Calculate variance and standard deviation for the given data.
Solution
| $x_i$ | $x_i^2$ | |
|---|---|---|
| 75 | 5625 | |
| 80 | 6400 | |
| 72 | 5184 | |
| 78 | 6084 | |
| 82 | 6724 | |
| 85 | 7225 | |
| 73 | 5329 | |
| 75 | 5625 | |
| 97 | 9409 | |
| 87 | 7569 | |
| 84 | 7056 | |
| 76 | 5776 | |
| 73 | 5329 | |
| 79 | 6241 | |
| 99 | 9801 | |
| 86 | 7396 | |
| 83 | 6889 | |
| 76 | 5776 | |
| 78 | 6084 | |
| 73 | 5329 | |
| Total | 1611 | 130851 |
Sample mean for ungrouped data
The sample mean of $X$ is
$$ \begin{aligned} \overline{x} &=\frac{1}{n}\sum_{i=1}^n x_i\\ &=\frac{1611}{20}\\ &=80.55\text{ mg/dl} \end{aligned} $$
The average of blood sugar level is $80.55$ mg/dl.

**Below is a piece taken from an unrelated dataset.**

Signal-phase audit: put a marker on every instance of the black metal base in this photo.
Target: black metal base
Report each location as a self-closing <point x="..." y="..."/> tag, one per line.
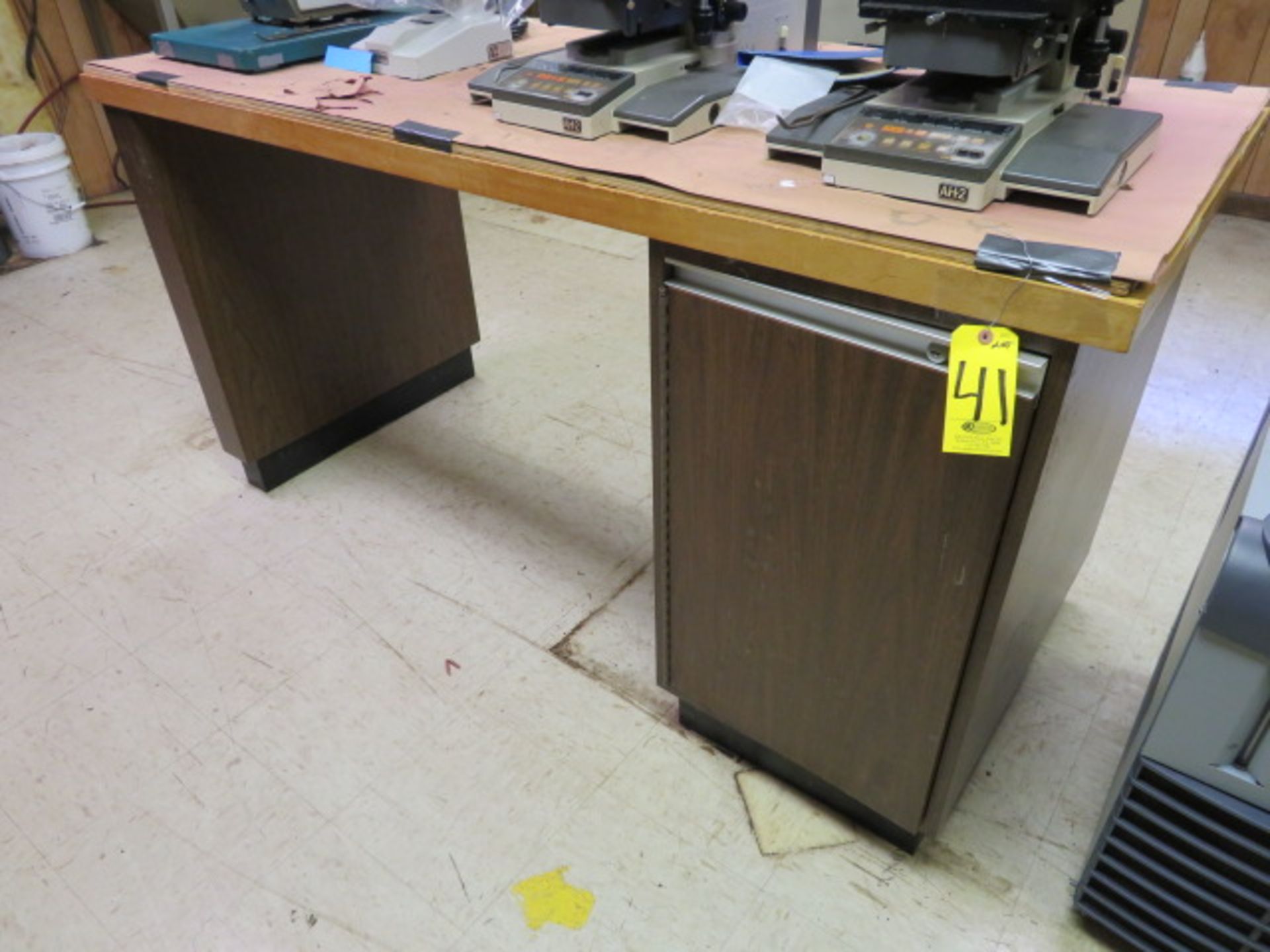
<point x="767" y="760"/>
<point x="294" y="459"/>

Sample variance for ungrouped data
Sample variance of $X$ is
$$ \begin{aligned} s_x^2 &=\dfrac{1}{n-1}\bigg(\sum_{i=1}^{n}x_i^2-\frac{\big(\sum_{i=1}^n x_i\big)^2}{n}\bigg)\\ &=\dfrac{1}{19}\bigg(130851-\frac{(1611)^2}{20}\bigg)\\ &=\dfrac{1}{19}\big(130851-\frac{2595321}{20}\big)\\ &=\dfrac{1}{19}\big(130851-129766.05\big)\\ &= \frac{1084.95}{19}\\ &=57.1026 \end{aligned} $$
Sample standard deviation for ungrouped data
The standard deviation is the positive square root of the variance.
The sample standard deviation is
$$ \begin{aligned} s_x &=\sqrt{s_x^2}\\ &=\sqrt{57.1026}\\ &=7.5566 \text{ mg/dl} \end{aligned} $$
Thus the standard deviation of blood sugar level is $7.5566$ mg/dl.

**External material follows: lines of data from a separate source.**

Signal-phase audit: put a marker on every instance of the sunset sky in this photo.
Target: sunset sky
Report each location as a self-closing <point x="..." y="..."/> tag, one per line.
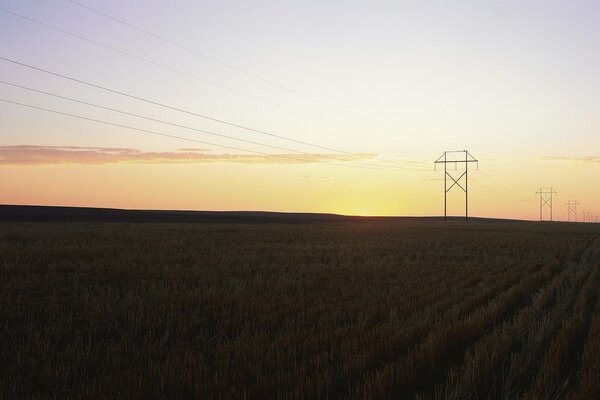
<point x="379" y="89"/>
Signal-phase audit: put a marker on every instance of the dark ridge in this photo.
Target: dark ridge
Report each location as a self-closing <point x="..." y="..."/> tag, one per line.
<point x="19" y="213"/>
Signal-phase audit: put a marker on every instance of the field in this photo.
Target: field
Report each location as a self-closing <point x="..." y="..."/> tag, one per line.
<point x="361" y="309"/>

Variance and Standard deviation of ungrouped data Example 5
The rice production (in Kg) of 10 acres is given as: 1120, 1240, 1320, 1040, 1080, 1720, 1600, 1470, 1750, and 1885. Find variance and standard deviation for the given data.
Solution
| $x_i$ | $x_i^2$ | |
|---|---|---|
| 1120 | 1254400 | |
| 1240 | 1537600 | |
| 1320 | 1742400 | |
| 1040 | 1081600 | |
| 1080 | 1166400 | |
| 1720 | 2958400 | |
| 1600 | 2560000 | |
| 1470 | 2160900 | |
| 1750 | 3062500 | |
| 1885 | 3553225 | |
| Total | 14225 | 21077425 |
Sample mean for ungrouped data
The sample mean of $X$ is
$$ \begin{aligned} \overline{x} &=\frac{1}{n}\sum_{i=1}^n x_i\\ &=\frac{14225}{10}\\ &=1422.5\text{ Kg} \end{aligned} $$
The average of rice production is $1422.5$ Kg.

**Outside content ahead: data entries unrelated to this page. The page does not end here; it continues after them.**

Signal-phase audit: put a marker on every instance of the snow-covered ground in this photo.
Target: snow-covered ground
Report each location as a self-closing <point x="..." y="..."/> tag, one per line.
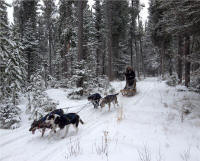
<point x="146" y="127"/>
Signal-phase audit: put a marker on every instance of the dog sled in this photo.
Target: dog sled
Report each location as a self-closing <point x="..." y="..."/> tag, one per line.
<point x="129" y="90"/>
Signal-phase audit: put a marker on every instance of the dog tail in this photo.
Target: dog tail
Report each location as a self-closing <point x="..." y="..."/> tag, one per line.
<point x="81" y="121"/>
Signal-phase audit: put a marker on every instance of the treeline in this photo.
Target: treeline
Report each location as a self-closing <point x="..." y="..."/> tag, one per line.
<point x="174" y="35"/>
<point x="70" y="42"/>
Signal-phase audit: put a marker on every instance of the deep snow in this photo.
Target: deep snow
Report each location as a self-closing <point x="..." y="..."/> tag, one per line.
<point x="146" y="127"/>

Sample variance for ungrouped data
Sample variance of $X$ is
$$ \begin{aligned} s_x^2 &=\dfrac{1}{n-1}\bigg(\sum_{i=1}^{n}x_i^2-\frac{\big(\sum_{i=1}^n x_i\big)^2}{n}\bigg)\\ &=\dfrac{1}{9}\bigg(21077425-\frac{(14225)^2}{10}\bigg)\\ &=\dfrac{1}{9}\big(21077425-\frac{202350625}{10}\big)\\ &=\dfrac{1}{9}\big(21077425-20235062.5\big)\\ &= \frac{842362.5}{9}\\ &=93595.8333 \end{aligned} $$
Sample standard deviation for ungrouped data
The standard deviation is the positive square root of the variance.
The sample standard deviation is
$$ \begin{aligned} s_x &=\sqrt{s_x^2}\\ &=\sqrt{93595.8333}\\ &=305.9344 \text{ Kg} \end{aligned} $$
Thus the standard deviation of rice production is $305.9344$ Kg.
Conclusion
Hope you like above article about formula for variance and standard deviation for ungrouped data and how to calculate variance and standard deviation for ungrouped data.